Çok küçük olabilmek ve seni o zaman kaybetmek vardı.'

-''Anne!'' Diye haykırabilmek...Oysa seni ne çok tanımak isterdim.Bana bir şans verilse doya doya şefkatinle dirilebilmeyi dilerdim...

Koray ilkokulun sığ koridorlarına korkarak adımlarını atıyordu.Hiç tanımadığı insanlarla tanışacaktı.Belki de en çok canını sıkan bu korkuydu.Öğretmeni haftasonu bir veli toplantısı yapacaktı.Herkese tek tek babasının adını sordu.Sıra Koray'a gelince herkes büyük bir şaşkınlık sınıfı kaplamıştı.Öğretmeni Koray'a durumunu sordu ama yanıt alamadı.Koray eve gittiğinde anne ve babasından niye soyadının farklı olduğunu öğrendi.İçi bu kez daha bir garip olmuştu.
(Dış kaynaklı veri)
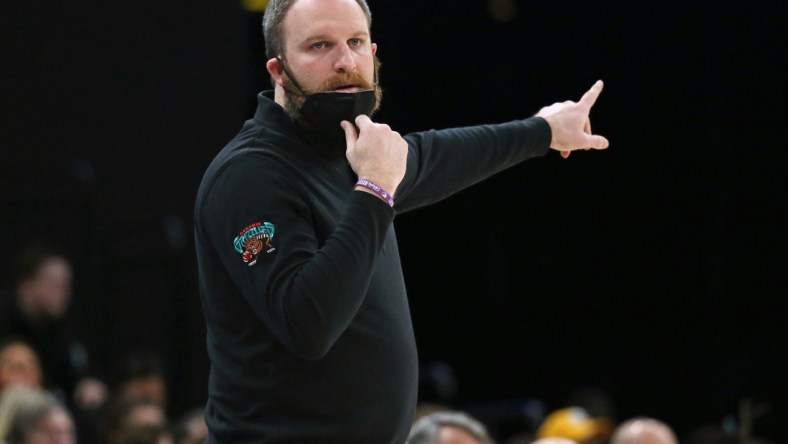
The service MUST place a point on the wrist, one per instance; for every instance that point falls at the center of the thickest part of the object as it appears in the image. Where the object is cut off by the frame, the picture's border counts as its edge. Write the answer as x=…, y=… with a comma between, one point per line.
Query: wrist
x=375, y=189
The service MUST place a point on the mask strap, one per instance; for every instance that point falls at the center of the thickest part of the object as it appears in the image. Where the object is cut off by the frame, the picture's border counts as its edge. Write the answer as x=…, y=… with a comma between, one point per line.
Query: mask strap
x=290, y=75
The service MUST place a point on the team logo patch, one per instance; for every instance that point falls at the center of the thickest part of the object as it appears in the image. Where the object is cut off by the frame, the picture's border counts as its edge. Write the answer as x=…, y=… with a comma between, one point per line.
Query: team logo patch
x=253, y=240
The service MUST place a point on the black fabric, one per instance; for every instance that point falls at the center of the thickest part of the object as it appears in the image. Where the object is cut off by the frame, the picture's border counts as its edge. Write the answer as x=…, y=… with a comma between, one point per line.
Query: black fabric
x=309, y=334
x=53, y=341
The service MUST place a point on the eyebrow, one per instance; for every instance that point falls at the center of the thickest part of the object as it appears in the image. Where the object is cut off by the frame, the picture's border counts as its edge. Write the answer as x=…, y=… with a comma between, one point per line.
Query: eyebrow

Yıllarca içinde kuruntular büyüttü.Niye halasına evlatlık verilmişti?Halasını tanımak bu sorularına cevap olabilirdi.Ancak halası şimdi ulaşamayacağı kadar uzaklardaydı.Onu evlatlık aldıktan bir sene sonra vefat etmişti.Bazen halasının mezarına gidip içli feryatlar ediyordu.

--''Keşke şimdi hayatta olsaydın.Şu çıkmazlarımdan bir anda kurtulurum.'' Diyordu...
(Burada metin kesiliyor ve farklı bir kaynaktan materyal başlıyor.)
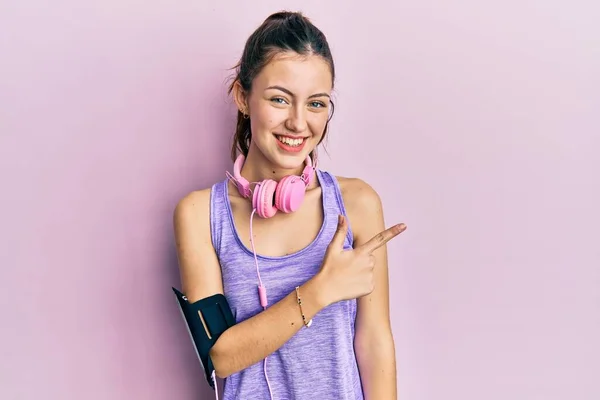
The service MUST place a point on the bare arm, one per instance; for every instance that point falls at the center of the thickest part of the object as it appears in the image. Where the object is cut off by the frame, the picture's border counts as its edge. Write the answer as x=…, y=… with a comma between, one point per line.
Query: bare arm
x=374, y=343
x=249, y=341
O kadar garip bir durumu vardı ki, hem babasıyla birlikte mirasçıydı, hem de anne ve babasının oğlu olarak görünmüyordu.Suçlu kimdi?Neye göre insanları yargılamalıydı?Bu durumun bir nedeni olmalıydı.
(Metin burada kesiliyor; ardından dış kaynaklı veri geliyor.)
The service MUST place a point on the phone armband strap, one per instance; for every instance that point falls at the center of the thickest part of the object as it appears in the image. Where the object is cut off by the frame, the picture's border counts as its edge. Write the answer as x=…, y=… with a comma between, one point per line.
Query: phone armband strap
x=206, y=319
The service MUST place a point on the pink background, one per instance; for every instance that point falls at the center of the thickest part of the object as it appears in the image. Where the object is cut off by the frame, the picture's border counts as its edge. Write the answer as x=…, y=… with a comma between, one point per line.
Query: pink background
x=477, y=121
Takvim yaprakları çöp kutularına karışıp gitti.Koca bir delikanlı, geleceğini kovalamaktaydı.Koray on dokuz yaşına gelmişti.Kesik sonbahar yaprakları toprağın üstüne bir bir kapanıyordu.Tüm tabiat sarı rengini insanlığa gösteriyordu.Çözülüp giden buzlar bayramın tatlı havasında yerini güneşli yarınlara bırakıyordu.Koray her bayram yaptığı gibi yine mezarlığın yolunu tuttu.her mezarlığa gelişinde ruhunda ki damlalar toprağa düşüyordu.Hayata dargınlığı bir kat daha artıyordu.İlk önce tüm büyüklerinin mezarını birer birer gezdi.Sıra annesi olarak görünen halasına gelmişti.

Halasının mezarına geldiğinde yüreği tüm dünyanın yükü altındaydı.Koca bir ağaç dalı halasının mezarının tam üstündeydi.Alıp bir köşeye fırlatmak içinden geçti.Sonra sanki halasının isyanını işitir oldu.Ağaç dalını bile tutamadı.O an içinden halasından af dilemek geçti.

--''Biliyorsun...Şimdiye dek hep bu soyadını sevmedim.Gözünü maddiyat bürümüş insanlara göre, bu soyadı bir hazineydi.Oysa kimse maneviyatını keşfedemedi.Bu annemin soyadıydı.Senin soyadındı toprağın altında ezilen annem!Şimdi çıksaydın şu ot dolmuş mezarından, gözlerime baksaydın!Ben sana ne yaptım yavrum, niye şimdiye dek değiştirmeye yeltendin soyadını?Seni doya doya birkaç ay koklayabildim.Kokuna bile doyamadan kara toprağa teslim oldum deseydin keşke.Şu halimi görseydin, Eminim padişahın olarak beni yüceltmezdin.Hayatımda annemle senin kadar hangi kadın bana değer verdi?Hangi kadın, kaşıma gözüme bakmadan beni yüreğine basabildi?Hangi kadın satırlarıma vurulmadan bana aşık olabildi?Şu an, toprak altından çıkıp, keşke beni duysaydın...Dertlerim zincir zincir ömrümü karartmazdı.Özrün en büyüğünü alnına konduruyorum.Sana sarılamadım ama, şimdi mezarına sarılıyorum.Sen benim özlemimi işitirsin.Affına sığındım, kabul et beni!Yine eski yumuk gözlerimde, bir gece kaybolup git.Sabah senin sıcaklığınla uyanayım.Ben senden sonra o eve bile giremedim anne!'' Dedi Koray...Sanki sesini işiten halasıydı...

Ömrümüzde bize sorulmadan biçilen o kadar çok rol var ki...Benimkisi de bunlardan biri!Belki de en çok oynamayı sevdiğim rol;tanımadığım bir soyadla, keşke tanısaydım dediğim bir yüreği mutlu edebilmek...Yüreğinde, toprağında sevgi dolsun...Bu hayatta doya doya beni koklayamadın, cennetin en sevgili gölgesinde yanında olacağım.